We'll use `Matrix::fac2sparse()` to generate the indicator matrix for the years, and then use the `lmerMultiMember::interaction_weights()` helper function to create a sparse indicator matrix for the interaction of the year and player random effects.
```{r interaction_model}
# get year in which tournament was played
atp_doubles$year <- substr(atp_doubles$tourney_date, 1, 4)
# create sparse matrix from years
Wy <- Matrix::fac2sparse(atp_doubles$year)
# generate sparse interaction matrix from sparse player and year matrices
Wpy <- interaction_weights(Wp, Wy)
# fit model
m3 <- glmer(team1_win ~ 0 + (1 | playerXyear),
family = "binomial", memberships = list(playerXyear = Wpy),
data = atp_doubles)
# print model summary
summary(m3)
```
```{r interaction_plot, dpi = 300}
# extract random effects
m3_ranefs <- broom.mixed::tidy(m3, effects = "ran_vals", conf.int = TRUE) %>%
.[.$group == "playerXyear", ] %>%
.[order(.$estimate, decreasing = TRUE), ] %>%
mutate(level = gsub("\\.", " in ", level))
# plot top 10
m3_ranefs[1:10, ] %>%
ggplot(aes(x = estimate, y = factor(level, level = level))) +
geom_point(size = 3, color = "coral1") +
geom_linerange(aes(xmin = conf.low, xmax = conf.high),
size = 1, color = "coral1") +
theme_bw() + xlab("") + ylab("") +
ggtitle("Increase in log(odds ratio) associated with player") +
theme(axis.ticks = element_blank(),
axis.text.x = element_text(size = 12, angle = 60, hjust = 1.0),
axis.text.y = element_text(size = 12),
plot.title = element_text(size = 14),
rect = element_rect(fill = "transparent")) +
scale_y_discrete(limits = rev) +
geom_vline(xintercept = 0, color = "coral2", size = 1.0)
```
When we plot the data like this, we can see that the player with the single strongest year of tennis during the 2010s was Marcelo Melo in 2015, with the Bryans' 2013 performance a close second.[^3] These estimates pass simple sanity checks: Marcelo Melo, for example, reached the number 1 spot on the ATP men's doubles ranking in 2015, which fits with it being a successful season.

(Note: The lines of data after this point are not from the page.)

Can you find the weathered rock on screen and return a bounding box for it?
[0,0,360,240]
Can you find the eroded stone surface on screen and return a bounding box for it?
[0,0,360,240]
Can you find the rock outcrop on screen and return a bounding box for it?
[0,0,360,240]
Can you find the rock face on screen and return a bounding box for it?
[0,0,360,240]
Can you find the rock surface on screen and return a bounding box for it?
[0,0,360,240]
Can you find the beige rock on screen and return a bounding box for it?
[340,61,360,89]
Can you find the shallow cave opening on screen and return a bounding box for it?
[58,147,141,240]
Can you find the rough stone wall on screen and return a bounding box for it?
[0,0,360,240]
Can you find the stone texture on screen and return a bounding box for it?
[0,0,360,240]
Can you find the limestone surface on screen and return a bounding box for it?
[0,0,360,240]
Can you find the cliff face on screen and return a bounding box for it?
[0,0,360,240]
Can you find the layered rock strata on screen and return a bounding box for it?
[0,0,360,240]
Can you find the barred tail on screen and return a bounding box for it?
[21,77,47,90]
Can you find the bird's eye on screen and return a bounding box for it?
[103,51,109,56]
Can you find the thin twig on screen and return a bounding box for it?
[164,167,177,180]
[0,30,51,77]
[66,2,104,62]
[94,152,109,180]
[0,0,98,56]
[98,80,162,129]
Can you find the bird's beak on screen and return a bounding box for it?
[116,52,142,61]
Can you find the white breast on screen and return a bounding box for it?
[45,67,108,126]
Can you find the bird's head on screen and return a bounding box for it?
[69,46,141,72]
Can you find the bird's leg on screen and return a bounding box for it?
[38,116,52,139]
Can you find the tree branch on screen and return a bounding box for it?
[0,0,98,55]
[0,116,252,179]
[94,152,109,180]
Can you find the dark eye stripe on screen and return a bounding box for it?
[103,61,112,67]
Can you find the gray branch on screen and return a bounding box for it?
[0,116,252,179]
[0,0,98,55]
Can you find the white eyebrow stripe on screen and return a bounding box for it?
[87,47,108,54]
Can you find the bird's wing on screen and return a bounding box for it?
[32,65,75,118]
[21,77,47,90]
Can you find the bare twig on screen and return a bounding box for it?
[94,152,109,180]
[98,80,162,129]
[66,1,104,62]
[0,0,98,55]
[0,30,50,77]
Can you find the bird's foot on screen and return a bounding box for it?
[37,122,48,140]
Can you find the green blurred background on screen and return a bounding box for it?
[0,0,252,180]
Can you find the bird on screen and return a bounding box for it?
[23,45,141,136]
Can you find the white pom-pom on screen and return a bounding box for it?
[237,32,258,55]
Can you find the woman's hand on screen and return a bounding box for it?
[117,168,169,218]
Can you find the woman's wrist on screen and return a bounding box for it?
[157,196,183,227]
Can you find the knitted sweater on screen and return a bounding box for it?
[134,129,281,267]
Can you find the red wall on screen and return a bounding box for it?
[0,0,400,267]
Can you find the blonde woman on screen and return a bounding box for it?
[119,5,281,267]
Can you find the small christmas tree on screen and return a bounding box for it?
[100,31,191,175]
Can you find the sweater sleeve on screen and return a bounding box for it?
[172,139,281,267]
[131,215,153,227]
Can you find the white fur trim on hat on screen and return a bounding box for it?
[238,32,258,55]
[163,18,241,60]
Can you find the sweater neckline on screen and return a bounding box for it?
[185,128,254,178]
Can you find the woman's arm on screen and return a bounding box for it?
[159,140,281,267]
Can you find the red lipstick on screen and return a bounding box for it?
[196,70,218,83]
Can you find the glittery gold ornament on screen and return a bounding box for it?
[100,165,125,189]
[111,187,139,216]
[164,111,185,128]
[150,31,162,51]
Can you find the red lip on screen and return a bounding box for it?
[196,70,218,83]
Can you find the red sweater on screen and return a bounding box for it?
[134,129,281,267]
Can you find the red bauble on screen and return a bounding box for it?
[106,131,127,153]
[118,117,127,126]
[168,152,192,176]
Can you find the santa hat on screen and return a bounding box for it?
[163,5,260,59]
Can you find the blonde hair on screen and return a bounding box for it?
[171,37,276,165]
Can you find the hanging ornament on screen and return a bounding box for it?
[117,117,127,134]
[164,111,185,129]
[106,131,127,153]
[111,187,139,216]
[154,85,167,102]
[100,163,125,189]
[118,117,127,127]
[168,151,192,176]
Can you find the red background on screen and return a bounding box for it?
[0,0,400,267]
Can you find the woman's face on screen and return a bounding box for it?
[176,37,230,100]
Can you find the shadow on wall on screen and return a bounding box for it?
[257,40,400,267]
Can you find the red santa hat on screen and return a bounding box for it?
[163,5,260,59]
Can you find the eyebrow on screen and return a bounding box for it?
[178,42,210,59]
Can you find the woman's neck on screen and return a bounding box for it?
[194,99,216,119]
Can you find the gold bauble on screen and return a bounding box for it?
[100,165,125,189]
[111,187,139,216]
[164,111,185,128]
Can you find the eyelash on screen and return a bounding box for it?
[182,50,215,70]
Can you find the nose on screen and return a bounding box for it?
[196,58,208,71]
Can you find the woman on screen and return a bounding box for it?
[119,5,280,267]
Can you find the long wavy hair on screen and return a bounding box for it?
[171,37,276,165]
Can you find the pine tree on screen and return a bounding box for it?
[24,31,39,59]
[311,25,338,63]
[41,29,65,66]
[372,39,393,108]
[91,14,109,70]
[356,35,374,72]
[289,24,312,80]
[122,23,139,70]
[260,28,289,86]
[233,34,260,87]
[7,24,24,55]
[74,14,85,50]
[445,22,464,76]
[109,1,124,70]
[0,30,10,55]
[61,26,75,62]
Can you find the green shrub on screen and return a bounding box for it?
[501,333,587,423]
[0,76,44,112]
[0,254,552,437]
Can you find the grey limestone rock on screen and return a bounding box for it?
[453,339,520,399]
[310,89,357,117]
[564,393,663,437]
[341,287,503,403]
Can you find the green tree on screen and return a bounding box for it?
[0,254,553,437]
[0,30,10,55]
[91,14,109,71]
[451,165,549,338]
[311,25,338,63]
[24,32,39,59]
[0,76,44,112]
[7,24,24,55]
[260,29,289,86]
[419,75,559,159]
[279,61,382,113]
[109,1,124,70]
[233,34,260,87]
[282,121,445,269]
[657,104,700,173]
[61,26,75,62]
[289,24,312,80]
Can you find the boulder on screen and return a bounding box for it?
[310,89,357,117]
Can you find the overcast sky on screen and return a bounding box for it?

Likewise, the Bryans were ranked number 1 on the ATP men's doubles ranking in 2013.
[^3]: It may seems strange to compare these estimates across years, given that 2013 Bob Bryan never actually played 2015 Marcelo Melo. However, as a measure of how dominant a player was relative to every other player that year, it is still interesting to compare random intercepts across years. If you object to the "strongest year" phrasing, you can choose to read this as "most dominant season".
The uncertainty intervals on these estimates are larger than the intervals on the whole-decade strength estimates for each player. The previous model had ten times the observations/matches per player, so this increase in uncertainty is to be expected.
### Some final notes
This vignette is intended as a template and tutorial for using `lmerMultiMember`. It is not intended to be a definitive analysis of tennis player performance. There are many other factors one might want to consider when modeling tennis matches, but that's obviously beyond the scope of this vignette.
If you have any questions or notes, feel free to reach out to the [authors](https://jvparidon.github.io/lmerMultiMember/authors.html). If you find an error or bug, please file an [issue](https://github.com/jvparidon/lmerMultiMember/issues/new) on the Github repository.
If you want to get some practice with this package, one exercise we suggest would be to try modifying the code for the last model to identify the strongest player on each surface (clay, grass, hardcourt) instead of the strongest player by year.